- Poster
- Directed by: Gnana Rajasekaran
- Screenplay by: Gnana Rajasekaran
- Story by: R. Chudamani
- Produced by: Gnana Rajasekaran
- Cinematography: C. J. Rajkumar
- Edited by: B. Lenin
- Music by: Srikanth Deva
- Production company: Aram Productions
- Release date: 26 November 2021;
- Running time: 106 minutes
- Country: India
- Language: Tamil

= Ainthu Unarvugal =

2021 Indian anthology film

Ainthu Unarvugal is a 2021 Indian Tamil-language anthology film, consisting of five short film segments directed by Gnana Rajasekaran, based on the stories of R. Chudamani. The film was released on 26 November 2021.

== Plot ==
All five stories take place in Tamil Nadu between 1975 and 1985.

The first, Irandin Idayil, narrates the tale of an adolescent boy's infatuation with his married tuition teacher. She helps develop the boy's interest in history – and impressed by her way of teaching the subject, he begins to have a crush on her. He later develops a grudge against her husband, after finding out that she is married. How the boy's mother eventually handles and defuses the situation forms the crux of the tale.

The second story, Amma Pidivathakari, centres on a widowed mother. The lady and her son live in a small house, with little scope for privacy. After the son gets married, his wife moves into the house to live with the mother and son. As a result of the sounds emerging every night from the newly married couple's room, the mother eventually decides to move into a woman's hostel.

The third story, Pathil Piraku Varum focuses on the issue of dowry. A single woman chooses to remain unmarried to avoid paying dowry to potential husbands. One day, a prospective groom encounters her after a long gap. He reveals himself to be a widower and a father of two sons – and states that he wants to marry her. However, she reveals a secret that makes him reconsider his proposal.

The fourth story Thanimai Thalir narrates the tale of grandparents' love for their granddaughter. The girl's career-focused parents have left her to further their own careers and are living in another part of the country, leaving the grandparents and granddaughter to bond.

The fifth story, Kalangam Illai, centres on the preconceived notions of a working woman from South India staying alone in a rented house.

== Cast ==
- Sujitha
- Sriranjani
- Sathyapriya
- Shanthi Williams
- Shreya Anchan
- Sahana Sheddy
- Nayana Sai

==Production==
Gnana Rajasekaran based Ainthu Unarvugal on five stories written by writer R. Chudamani, which talk about relationships and the psychological nuances in them. He revealed that through the project, he was keen to move away being known as a film-maker who makes only biopics. The film marked the Tamil-language debut of actress Nayana Sai, who was spotted by the team when attending acting workshops in koothu-P-Pattarai.

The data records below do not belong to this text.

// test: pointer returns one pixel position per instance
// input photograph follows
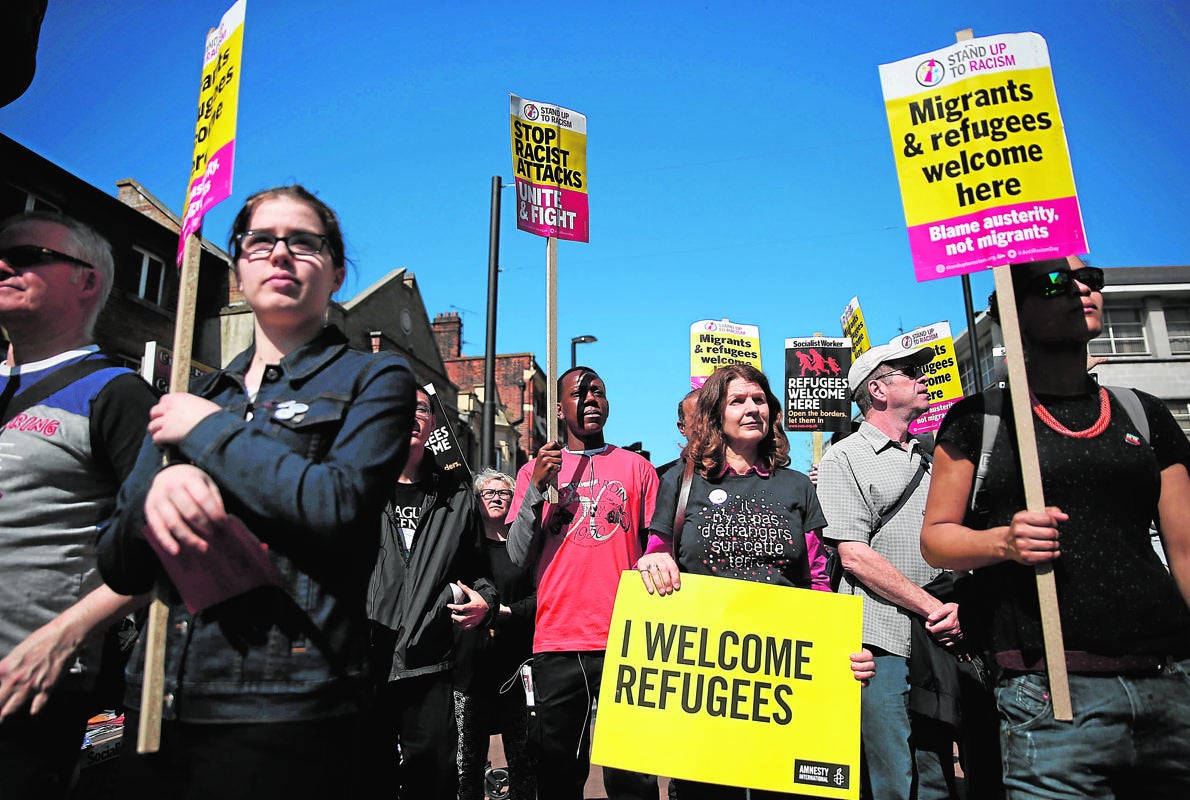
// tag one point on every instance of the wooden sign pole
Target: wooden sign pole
(551, 345)
(152, 692)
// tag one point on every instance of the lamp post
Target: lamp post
(488, 424)
(575, 342)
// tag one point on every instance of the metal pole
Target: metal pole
(488, 431)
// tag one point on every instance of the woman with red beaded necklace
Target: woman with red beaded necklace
(1125, 617)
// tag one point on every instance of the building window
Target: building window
(151, 282)
(1177, 322)
(1123, 333)
(16, 200)
(1181, 410)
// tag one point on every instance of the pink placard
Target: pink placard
(995, 237)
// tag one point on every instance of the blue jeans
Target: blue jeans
(1129, 737)
(903, 760)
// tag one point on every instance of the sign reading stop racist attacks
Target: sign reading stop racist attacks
(816, 395)
(740, 683)
(981, 156)
(214, 132)
(550, 168)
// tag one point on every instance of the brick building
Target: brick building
(520, 422)
(144, 244)
(1145, 341)
(143, 231)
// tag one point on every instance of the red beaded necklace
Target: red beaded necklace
(1052, 423)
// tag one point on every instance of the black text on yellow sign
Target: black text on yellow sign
(750, 683)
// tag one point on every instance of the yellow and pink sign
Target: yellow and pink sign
(214, 133)
(981, 155)
(718, 342)
(941, 373)
(550, 167)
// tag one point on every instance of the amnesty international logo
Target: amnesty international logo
(820, 773)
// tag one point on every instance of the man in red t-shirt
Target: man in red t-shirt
(581, 545)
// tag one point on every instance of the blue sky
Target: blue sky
(738, 152)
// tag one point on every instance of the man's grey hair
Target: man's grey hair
(92, 248)
(489, 474)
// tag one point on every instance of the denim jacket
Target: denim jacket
(307, 467)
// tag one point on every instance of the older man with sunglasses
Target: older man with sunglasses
(71, 424)
(1125, 617)
(872, 487)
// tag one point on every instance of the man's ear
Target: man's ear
(877, 389)
(91, 282)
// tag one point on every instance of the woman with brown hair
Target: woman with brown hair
(747, 516)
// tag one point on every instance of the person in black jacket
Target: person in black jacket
(488, 692)
(421, 586)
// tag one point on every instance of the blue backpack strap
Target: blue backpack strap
(1131, 402)
(993, 404)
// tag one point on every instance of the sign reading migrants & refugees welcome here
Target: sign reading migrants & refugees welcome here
(853, 327)
(941, 373)
(733, 682)
(214, 132)
(816, 395)
(981, 156)
(550, 168)
(718, 342)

== Release and reception ==
Though originally planned for a direct-to-streaming release, Gnana Rajasekaran took the opinions of distributors, theatre owners and agents for satellite channels, after watching the film, which convinced him to release it in theatres. The film was released across Tamil Nadu on 26 November 2021, and coincidentally shared the same release date as Vasanth's Sivaranjiniyum Innum Sila Pengalum (2021), which was also an anthology based on the lives of South Indian women. A critic from Hindu Tamil Thisai gave the film a positive review, as did a reviewer from the newspaper Dina Thanthi.